The bill, which won a favorable recommendation from the Committee on State Administration last week, would also create a special commission to study the possibility of applying Massachusetts’ open meetings law to the House and Senate.
Lawmakers are currently exempt from the open meeting law, and routinely conduct some of their business -- such as holding legislative caucuses and debating portions of bills like the state budget -- behind closed doors with no written record.
First Amendment groups, journalists and others have long argued that the state’s public records law is outdated and that requests are frequently ignored or rejected by government agencies, and when material is released, it often is delivered in bulky hard copy with an exorbitant fee attached.
The bill would encourage more electronic records-keeping and, when possible, allow some records to be obtained free of charge from government websites.
"We love the bill. It’s great," said Pam Wilmot, executive director of Massachusetts Common Cause. "This bill would put teeth into the law."
The bill also requires every state agency to designate "records access officers" to handle requests. They would have 15 days to comply with a request.

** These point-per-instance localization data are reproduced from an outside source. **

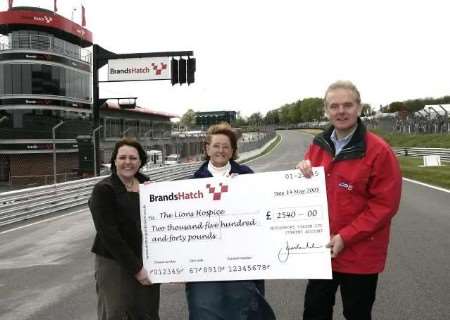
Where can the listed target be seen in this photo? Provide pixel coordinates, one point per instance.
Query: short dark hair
(132, 143)
(225, 129)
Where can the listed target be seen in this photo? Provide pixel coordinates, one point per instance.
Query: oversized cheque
(271, 225)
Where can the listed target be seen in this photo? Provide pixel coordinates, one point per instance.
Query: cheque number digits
(248, 267)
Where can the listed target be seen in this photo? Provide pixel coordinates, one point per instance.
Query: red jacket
(363, 190)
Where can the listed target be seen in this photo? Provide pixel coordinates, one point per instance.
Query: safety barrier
(420, 152)
(20, 205)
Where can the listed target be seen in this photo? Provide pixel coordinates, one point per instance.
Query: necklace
(129, 186)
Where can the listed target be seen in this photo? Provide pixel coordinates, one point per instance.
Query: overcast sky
(255, 56)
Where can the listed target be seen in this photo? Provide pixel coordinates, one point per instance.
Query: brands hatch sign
(135, 69)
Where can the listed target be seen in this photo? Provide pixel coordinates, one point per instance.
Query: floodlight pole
(446, 117)
(94, 142)
(100, 57)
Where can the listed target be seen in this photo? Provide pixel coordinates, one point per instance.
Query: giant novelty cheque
(271, 225)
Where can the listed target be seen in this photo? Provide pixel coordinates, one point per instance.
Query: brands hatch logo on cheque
(215, 191)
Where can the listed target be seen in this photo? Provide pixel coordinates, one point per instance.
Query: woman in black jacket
(123, 287)
(225, 300)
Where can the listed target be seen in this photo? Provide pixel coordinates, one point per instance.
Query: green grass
(267, 150)
(419, 140)
(437, 176)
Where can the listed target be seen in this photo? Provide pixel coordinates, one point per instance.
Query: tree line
(311, 110)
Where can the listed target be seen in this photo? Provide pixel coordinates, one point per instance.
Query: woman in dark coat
(123, 287)
(225, 300)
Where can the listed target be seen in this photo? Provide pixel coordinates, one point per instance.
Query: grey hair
(343, 84)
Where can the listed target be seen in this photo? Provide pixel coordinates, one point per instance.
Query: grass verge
(437, 176)
(267, 150)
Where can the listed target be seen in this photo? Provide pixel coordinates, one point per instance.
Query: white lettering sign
(139, 69)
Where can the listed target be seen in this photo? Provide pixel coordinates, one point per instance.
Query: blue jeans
(227, 300)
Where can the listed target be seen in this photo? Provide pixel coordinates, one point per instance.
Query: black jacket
(117, 221)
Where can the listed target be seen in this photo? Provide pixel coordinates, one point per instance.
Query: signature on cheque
(297, 248)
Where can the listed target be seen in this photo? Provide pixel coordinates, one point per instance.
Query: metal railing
(420, 152)
(20, 205)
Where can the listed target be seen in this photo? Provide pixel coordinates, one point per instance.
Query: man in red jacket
(363, 182)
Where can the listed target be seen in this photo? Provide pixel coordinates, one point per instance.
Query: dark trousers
(357, 292)
(121, 296)
(228, 300)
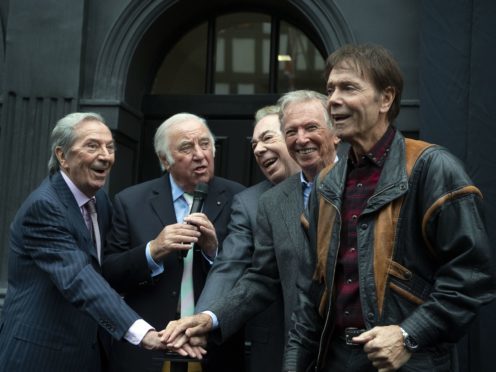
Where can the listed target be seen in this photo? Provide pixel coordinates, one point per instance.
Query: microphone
(199, 196)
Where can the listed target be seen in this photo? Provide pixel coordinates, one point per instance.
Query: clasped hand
(154, 340)
(384, 347)
(188, 332)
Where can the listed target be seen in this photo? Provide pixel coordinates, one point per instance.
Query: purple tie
(90, 207)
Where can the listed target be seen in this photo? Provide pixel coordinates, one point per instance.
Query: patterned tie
(307, 188)
(90, 207)
(187, 294)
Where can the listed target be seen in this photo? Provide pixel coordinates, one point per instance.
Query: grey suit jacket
(265, 332)
(279, 241)
(56, 298)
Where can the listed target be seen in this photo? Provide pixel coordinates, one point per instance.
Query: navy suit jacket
(140, 213)
(56, 297)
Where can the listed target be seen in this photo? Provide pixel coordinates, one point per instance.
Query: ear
(164, 162)
(387, 98)
(59, 153)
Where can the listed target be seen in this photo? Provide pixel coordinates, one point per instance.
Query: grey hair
(266, 111)
(63, 135)
(162, 138)
(299, 96)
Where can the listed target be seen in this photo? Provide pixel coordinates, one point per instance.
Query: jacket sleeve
(124, 266)
(303, 343)
(455, 233)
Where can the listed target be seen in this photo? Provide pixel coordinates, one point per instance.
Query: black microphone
(199, 196)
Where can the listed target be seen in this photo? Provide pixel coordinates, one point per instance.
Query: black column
(458, 110)
(41, 83)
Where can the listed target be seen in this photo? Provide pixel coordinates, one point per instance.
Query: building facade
(138, 62)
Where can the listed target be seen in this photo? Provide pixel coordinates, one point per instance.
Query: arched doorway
(133, 59)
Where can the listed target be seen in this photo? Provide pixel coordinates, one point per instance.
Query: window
(241, 53)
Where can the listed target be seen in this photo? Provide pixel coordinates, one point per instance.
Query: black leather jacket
(428, 270)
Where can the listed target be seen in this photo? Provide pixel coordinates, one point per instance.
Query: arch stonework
(115, 59)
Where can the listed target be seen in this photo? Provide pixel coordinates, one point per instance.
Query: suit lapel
(160, 198)
(74, 215)
(216, 199)
(291, 206)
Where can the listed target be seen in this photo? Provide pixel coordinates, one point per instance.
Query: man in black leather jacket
(399, 255)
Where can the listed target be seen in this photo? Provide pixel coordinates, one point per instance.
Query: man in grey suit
(57, 301)
(265, 332)
(279, 238)
(150, 259)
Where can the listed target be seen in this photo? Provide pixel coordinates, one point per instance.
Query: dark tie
(90, 207)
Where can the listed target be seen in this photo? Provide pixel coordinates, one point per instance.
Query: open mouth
(100, 171)
(338, 118)
(269, 162)
(306, 151)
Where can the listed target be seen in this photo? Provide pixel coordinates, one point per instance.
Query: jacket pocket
(41, 336)
(407, 284)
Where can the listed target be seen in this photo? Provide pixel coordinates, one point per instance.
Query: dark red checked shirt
(361, 181)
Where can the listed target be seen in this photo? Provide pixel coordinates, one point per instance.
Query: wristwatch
(408, 342)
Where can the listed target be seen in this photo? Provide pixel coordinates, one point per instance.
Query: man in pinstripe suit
(57, 301)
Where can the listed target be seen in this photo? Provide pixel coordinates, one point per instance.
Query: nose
(333, 98)
(198, 152)
(301, 136)
(259, 149)
(105, 152)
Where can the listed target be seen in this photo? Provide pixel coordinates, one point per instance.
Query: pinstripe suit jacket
(279, 243)
(56, 297)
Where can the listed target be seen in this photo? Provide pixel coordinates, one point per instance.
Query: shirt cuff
(208, 258)
(137, 331)
(155, 268)
(215, 321)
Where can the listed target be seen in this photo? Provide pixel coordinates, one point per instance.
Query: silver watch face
(410, 344)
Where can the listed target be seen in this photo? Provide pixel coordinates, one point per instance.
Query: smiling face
(357, 109)
(309, 139)
(90, 158)
(192, 150)
(270, 150)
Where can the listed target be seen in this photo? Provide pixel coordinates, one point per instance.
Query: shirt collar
(81, 198)
(377, 155)
(304, 181)
(177, 192)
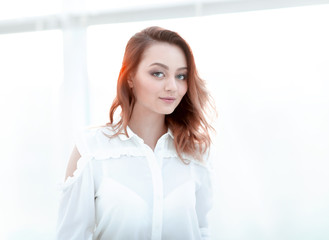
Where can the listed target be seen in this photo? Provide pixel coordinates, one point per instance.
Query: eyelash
(156, 74)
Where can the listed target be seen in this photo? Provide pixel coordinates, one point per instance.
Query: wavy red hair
(188, 122)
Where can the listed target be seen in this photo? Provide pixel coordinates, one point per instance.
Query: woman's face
(160, 81)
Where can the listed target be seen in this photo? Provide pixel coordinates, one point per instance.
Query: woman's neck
(149, 127)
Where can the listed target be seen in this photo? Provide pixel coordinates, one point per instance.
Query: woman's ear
(130, 82)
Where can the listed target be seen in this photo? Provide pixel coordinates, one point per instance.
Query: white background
(268, 73)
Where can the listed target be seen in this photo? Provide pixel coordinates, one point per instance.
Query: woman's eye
(181, 76)
(158, 74)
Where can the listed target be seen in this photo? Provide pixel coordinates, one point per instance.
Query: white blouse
(122, 189)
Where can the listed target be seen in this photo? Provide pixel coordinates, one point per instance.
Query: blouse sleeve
(204, 202)
(76, 215)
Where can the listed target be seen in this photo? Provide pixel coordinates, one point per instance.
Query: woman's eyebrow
(165, 66)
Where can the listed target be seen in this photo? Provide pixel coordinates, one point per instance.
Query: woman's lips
(168, 99)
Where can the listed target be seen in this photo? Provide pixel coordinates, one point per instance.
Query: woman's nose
(171, 84)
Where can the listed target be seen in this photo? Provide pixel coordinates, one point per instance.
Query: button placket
(157, 195)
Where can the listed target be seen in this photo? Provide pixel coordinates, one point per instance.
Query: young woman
(145, 174)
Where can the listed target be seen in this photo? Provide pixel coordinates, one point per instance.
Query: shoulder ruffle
(99, 144)
(82, 164)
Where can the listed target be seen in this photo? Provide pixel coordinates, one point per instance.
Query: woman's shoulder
(91, 138)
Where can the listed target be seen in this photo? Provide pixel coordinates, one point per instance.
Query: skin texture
(159, 85)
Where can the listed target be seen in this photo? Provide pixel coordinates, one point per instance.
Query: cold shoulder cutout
(122, 189)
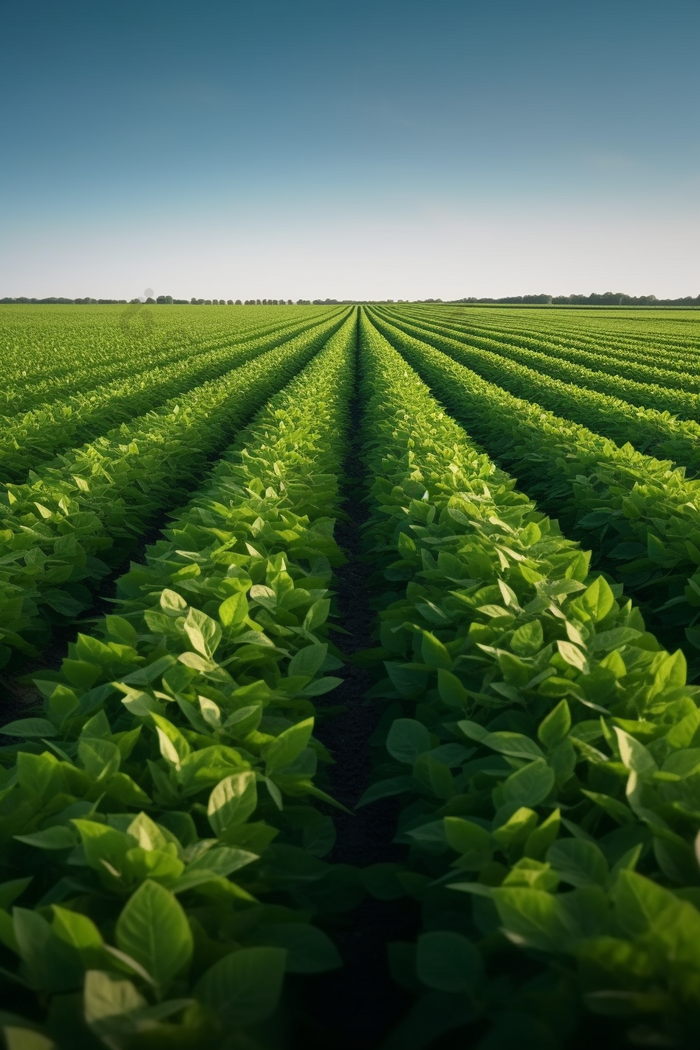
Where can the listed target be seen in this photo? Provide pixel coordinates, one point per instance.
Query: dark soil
(358, 1005)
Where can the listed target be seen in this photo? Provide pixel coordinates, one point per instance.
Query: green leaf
(153, 929)
(471, 841)
(578, 862)
(173, 746)
(385, 789)
(515, 744)
(103, 843)
(233, 610)
(101, 758)
(541, 838)
(532, 918)
(232, 801)
(317, 614)
(29, 728)
(59, 837)
(450, 689)
(448, 962)
(528, 639)
(634, 754)
(309, 949)
(284, 749)
(433, 652)
(79, 931)
(555, 727)
(572, 655)
(597, 600)
(107, 996)
(215, 863)
(203, 632)
(529, 785)
(407, 739)
(244, 988)
(308, 660)
(26, 1038)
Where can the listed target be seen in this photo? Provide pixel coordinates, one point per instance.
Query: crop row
(165, 819)
(651, 335)
(641, 516)
(135, 350)
(50, 341)
(175, 749)
(648, 429)
(678, 401)
(72, 523)
(27, 440)
(543, 746)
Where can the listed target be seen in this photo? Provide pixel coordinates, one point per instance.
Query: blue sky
(385, 149)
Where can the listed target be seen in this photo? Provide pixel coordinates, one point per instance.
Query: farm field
(351, 668)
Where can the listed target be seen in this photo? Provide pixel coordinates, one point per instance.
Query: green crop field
(351, 670)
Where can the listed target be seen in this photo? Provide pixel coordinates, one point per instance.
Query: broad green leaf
(284, 749)
(26, 1038)
(528, 639)
(242, 989)
(203, 632)
(433, 652)
(173, 746)
(541, 838)
(308, 660)
(79, 931)
(448, 962)
(451, 690)
(578, 862)
(407, 739)
(532, 918)
(232, 801)
(529, 785)
(309, 949)
(634, 754)
(573, 655)
(471, 841)
(29, 728)
(103, 843)
(58, 837)
(107, 996)
(233, 610)
(597, 600)
(555, 727)
(153, 929)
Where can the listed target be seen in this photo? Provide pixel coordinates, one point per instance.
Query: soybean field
(349, 658)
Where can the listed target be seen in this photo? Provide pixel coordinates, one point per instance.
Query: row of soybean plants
(57, 341)
(39, 434)
(544, 747)
(125, 348)
(541, 739)
(77, 519)
(640, 515)
(658, 338)
(162, 842)
(648, 429)
(680, 399)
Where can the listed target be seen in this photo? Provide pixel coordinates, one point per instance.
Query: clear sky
(378, 149)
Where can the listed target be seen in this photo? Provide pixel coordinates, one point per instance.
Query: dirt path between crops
(358, 1005)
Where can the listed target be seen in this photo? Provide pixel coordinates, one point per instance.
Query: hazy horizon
(373, 151)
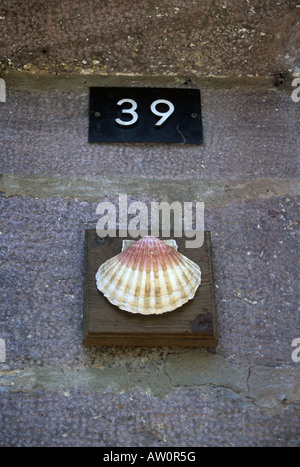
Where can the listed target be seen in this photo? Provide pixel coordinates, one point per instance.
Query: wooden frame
(193, 324)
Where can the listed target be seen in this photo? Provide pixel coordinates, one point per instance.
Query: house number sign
(145, 115)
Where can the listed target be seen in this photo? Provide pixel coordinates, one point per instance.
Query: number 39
(132, 111)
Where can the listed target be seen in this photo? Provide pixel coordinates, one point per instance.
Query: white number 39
(133, 107)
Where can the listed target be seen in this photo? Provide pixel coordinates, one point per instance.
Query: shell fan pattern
(149, 277)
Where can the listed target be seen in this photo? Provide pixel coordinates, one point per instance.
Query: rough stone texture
(187, 418)
(210, 38)
(54, 391)
(42, 252)
(247, 133)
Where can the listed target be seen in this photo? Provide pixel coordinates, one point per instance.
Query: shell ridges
(149, 277)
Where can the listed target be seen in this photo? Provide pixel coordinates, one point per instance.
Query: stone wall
(53, 390)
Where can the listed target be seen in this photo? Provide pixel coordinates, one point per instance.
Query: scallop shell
(149, 277)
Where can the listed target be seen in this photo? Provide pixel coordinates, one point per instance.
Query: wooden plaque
(193, 324)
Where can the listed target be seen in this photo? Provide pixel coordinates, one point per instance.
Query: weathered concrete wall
(222, 37)
(54, 391)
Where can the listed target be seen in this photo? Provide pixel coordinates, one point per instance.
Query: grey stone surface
(188, 417)
(210, 38)
(247, 133)
(54, 391)
(211, 192)
(42, 251)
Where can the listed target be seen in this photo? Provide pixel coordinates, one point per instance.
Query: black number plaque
(145, 115)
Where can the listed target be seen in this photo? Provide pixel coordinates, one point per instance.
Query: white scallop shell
(149, 277)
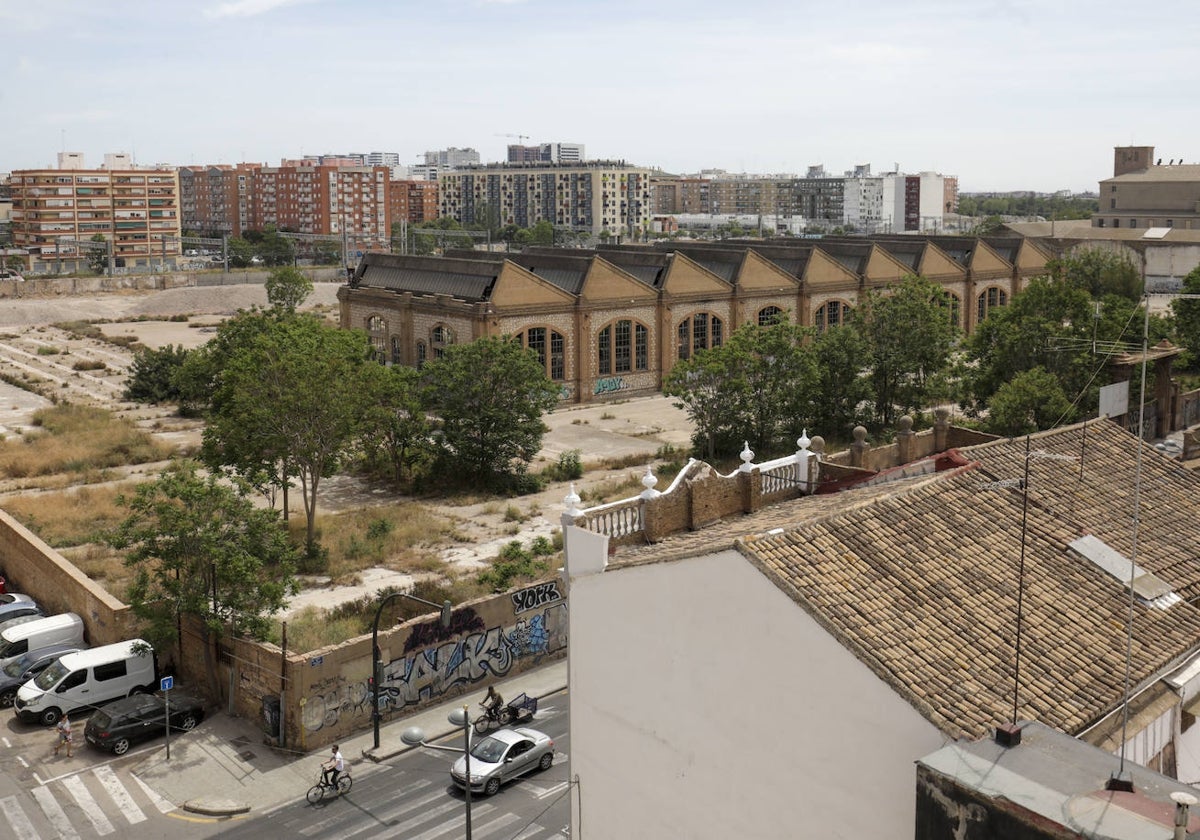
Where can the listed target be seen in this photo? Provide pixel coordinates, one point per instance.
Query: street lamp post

The proposal also tries to keep down the cost of obtaining records on paper. For hard copies, agencies would be barred from charging more than the actual cost of reproducing the record. No more than 5 cents a page could be charged for standard-sized black and white copies.
The bill also allows the fee to be waived if the request "is in the public interest because it is likely to contribute significantly to public understanding of (government) operations."
At an October hearing at the Statehouse, representatives of The Associated Press and the Massachusetts Newspaper Publishers Association expressed support for capping the fees for copies of public records at the amount it costs the state agency to produce them.
The bill also requires every state agency to make reasonable efforts to provide free Internet access to a slew of public documents in searchable form including annual reports, winning bids for public contracts, notices of hearings, reports to lawmakers and final opinions, decisions, orders, or votes from agencies.
The bill also seeks to eliminate outdated portions of the existing law including the requirement that all public records be printed on "paper made of linen rags and new cotton clippings, well sized with animal sizing and well finished or on one hundred per cent bond paper sized with animal glue or gelatin."
The bill has now been referred to the Rules Committee. It has yet to be approved by either the House or Senate.